Of course the movie is a comedy and I don’t want to paint it out to be a drama. It is definitely funny and gets funnier as it goes along. While there are some poop jokes this is not really a gross out comedy so much as a comedy of errors in which occasional gross things happen. It also isn’t overblown or outside the realm of possibility. With comedies like the Hangover you are suspending some disbelief to accept a lot of the things that go on. Here that is not the case as the comedy is grounded in reality and finds its laughs in the relatability of the characters.

The characters themselves are well drawn and you feel like you really know them by the end. Likewise no one is goofy just to be goofy and you get a strong sense that these characters have lives and well drawn motivations for who they are and why they do the things they do. This deepens the relationship the audience has with them and allows the jokes to hit their mark that much more effectively.

It is not all peaches and cream though. Bridesmaids takes its time getting going and some of the material in the first act feels rushed and unfinished. There are many moments that feel like they are less cohesive scenes and more individual skits waiting for a punchline connected with the thinnest of narrative glue. Luckily the film finds its footing a third of the way in and flows much more smoothly. The laughs at this point don’t feel choppy and feel much more organic and much less forced.

The performances are uniformly good and I think a lot of people who are usually annoyed with Kristen Wiig on Saturday Night Live will be surprised at what they see here. She isn’t doing schtick of any kind and her performance is very convincing and feels very genuine. Given she is a co-writer on the project it is hard not to assume that this is material she is very familiar with. Maya Rudolph plays it more or less straight her as she is not given a lot of really funny material but she knocks what she has out of the park. Rose Byrne is the piece’s villain and she delivers Helen with unexpected depth. It is nice to see a character like this played with more than one dimension.
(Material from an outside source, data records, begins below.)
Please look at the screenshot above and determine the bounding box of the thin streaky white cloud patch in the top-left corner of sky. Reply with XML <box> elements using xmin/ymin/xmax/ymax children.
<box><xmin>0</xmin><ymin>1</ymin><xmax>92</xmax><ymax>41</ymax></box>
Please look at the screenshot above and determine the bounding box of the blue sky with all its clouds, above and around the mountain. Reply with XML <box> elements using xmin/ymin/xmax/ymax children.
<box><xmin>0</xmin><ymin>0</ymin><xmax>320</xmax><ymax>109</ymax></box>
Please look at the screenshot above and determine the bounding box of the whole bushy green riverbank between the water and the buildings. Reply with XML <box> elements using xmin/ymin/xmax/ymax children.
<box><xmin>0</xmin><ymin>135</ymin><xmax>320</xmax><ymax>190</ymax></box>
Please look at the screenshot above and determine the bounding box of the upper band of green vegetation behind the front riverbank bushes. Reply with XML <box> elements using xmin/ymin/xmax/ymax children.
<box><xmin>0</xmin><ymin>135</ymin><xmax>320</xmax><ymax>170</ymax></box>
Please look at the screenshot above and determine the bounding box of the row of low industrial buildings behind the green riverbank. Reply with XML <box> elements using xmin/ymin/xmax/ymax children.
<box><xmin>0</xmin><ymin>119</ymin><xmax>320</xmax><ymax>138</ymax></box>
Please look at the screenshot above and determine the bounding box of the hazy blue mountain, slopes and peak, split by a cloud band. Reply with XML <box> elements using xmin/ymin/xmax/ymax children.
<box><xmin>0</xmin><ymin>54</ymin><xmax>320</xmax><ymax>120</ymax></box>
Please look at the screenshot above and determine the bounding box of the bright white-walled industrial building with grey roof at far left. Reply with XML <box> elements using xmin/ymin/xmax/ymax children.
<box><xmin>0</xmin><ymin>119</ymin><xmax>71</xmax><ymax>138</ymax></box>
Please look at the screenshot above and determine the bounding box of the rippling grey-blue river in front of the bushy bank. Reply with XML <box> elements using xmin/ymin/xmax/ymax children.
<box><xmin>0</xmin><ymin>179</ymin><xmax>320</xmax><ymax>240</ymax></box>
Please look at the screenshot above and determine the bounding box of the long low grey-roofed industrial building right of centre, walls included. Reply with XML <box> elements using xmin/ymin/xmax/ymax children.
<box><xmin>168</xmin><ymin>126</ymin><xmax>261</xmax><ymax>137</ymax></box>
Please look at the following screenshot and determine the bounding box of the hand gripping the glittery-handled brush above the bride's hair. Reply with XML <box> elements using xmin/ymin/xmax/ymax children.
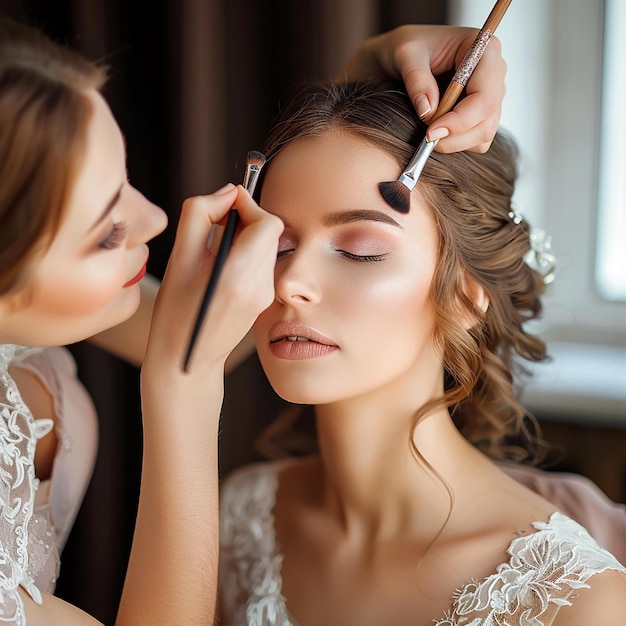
<box><xmin>341</xmin><ymin>25</ymin><xmax>506</xmax><ymax>152</ymax></box>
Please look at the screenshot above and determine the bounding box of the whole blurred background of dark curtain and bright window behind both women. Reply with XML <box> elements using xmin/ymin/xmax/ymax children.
<box><xmin>0</xmin><ymin>0</ymin><xmax>626</xmax><ymax>624</ymax></box>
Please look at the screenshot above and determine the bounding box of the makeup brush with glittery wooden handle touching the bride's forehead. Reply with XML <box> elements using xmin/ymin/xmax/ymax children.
<box><xmin>378</xmin><ymin>0</ymin><xmax>511</xmax><ymax>213</ymax></box>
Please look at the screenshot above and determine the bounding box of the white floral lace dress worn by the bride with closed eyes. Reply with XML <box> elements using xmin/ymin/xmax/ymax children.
<box><xmin>220</xmin><ymin>460</ymin><xmax>626</xmax><ymax>626</ymax></box>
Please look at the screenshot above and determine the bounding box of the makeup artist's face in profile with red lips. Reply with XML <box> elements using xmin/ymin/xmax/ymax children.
<box><xmin>0</xmin><ymin>91</ymin><xmax>167</xmax><ymax>345</ymax></box>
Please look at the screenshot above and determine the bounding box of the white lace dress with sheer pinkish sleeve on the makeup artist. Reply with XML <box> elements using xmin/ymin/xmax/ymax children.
<box><xmin>0</xmin><ymin>344</ymin><xmax>98</xmax><ymax>626</ymax></box>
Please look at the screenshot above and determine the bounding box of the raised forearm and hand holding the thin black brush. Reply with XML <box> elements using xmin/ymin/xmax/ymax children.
<box><xmin>116</xmin><ymin>187</ymin><xmax>282</xmax><ymax>626</ymax></box>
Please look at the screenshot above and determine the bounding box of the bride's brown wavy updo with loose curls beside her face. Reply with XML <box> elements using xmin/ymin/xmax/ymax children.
<box><xmin>262</xmin><ymin>83</ymin><xmax>546</xmax><ymax>458</ymax></box>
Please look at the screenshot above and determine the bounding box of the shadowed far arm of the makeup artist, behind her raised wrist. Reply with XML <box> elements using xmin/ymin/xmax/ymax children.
<box><xmin>89</xmin><ymin>245</ymin><xmax>254</xmax><ymax>374</ymax></box>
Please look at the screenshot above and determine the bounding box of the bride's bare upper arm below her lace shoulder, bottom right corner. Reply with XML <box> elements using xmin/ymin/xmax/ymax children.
<box><xmin>552</xmin><ymin>569</ymin><xmax>626</xmax><ymax>626</ymax></box>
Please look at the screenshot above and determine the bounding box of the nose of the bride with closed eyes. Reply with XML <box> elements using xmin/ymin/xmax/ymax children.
<box><xmin>274</xmin><ymin>250</ymin><xmax>321</xmax><ymax>306</ymax></box>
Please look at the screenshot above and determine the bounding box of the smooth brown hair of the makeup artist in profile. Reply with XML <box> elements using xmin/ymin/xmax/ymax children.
<box><xmin>0</xmin><ymin>18</ymin><xmax>106</xmax><ymax>294</ymax></box>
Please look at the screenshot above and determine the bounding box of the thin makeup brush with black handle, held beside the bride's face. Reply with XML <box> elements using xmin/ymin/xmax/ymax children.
<box><xmin>183</xmin><ymin>150</ymin><xmax>265</xmax><ymax>372</ymax></box>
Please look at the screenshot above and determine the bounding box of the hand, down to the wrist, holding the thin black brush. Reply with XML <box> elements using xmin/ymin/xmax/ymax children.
<box><xmin>144</xmin><ymin>185</ymin><xmax>283</xmax><ymax>380</ymax></box>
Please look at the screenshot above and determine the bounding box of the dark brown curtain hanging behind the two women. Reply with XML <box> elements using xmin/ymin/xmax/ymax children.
<box><xmin>0</xmin><ymin>0</ymin><xmax>446</xmax><ymax>624</ymax></box>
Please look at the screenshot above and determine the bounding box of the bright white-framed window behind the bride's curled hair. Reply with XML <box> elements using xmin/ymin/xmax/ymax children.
<box><xmin>450</xmin><ymin>0</ymin><xmax>626</xmax><ymax>347</ymax></box>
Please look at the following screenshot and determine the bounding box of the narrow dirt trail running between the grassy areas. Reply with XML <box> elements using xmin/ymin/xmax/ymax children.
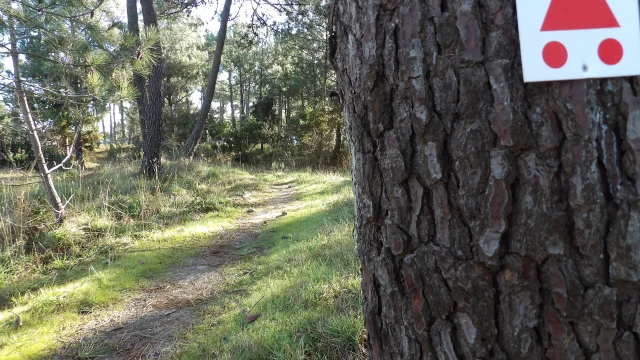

Melissa McCarthy’s Megan is a real treat as a character that could have gone off the rails but she gives her just the right amount of audacity and strangeness to be completely effective. It was also great to see Chris O’Dowd here. He was great on the IT Crowd and awesome in Dinner for Schmucks but it was very nice to see him get a pretty meaty role here.

Conclusion [9.0 out of 10]

It is annoying to see Bridesmaids sold short by calling it a girl version of male driven raunchy comedies. There is a lot more going on here and the film stands on its own. This is also not a girls only movie and it is very accessible to both genders. This is going to go down as one of the best comedies of the year and will easily stand the test of time for years to come.

2 Comments


  1. We went and saw this the past weekend and laughed from the beginning of the movie to the end. Friends had told us that they cried during one part because she is SO sad, but we were never on the verge of tears… I kept waiting for “that one part” that was going to make me sad, but it never came.

    The drama never overwhelmed it, it seemed to be there just to make Annie more real and I thought it worked wonders.

    Megan… is the best Chris-Farely-esque character we’ve seen in the last decade.

    Walking out of the theater we literally couldn’t have been happier. My face hurt and I had a headache from laughing so much.

    The scene at the party with the microphones had me squirming in my seat… such a great scene.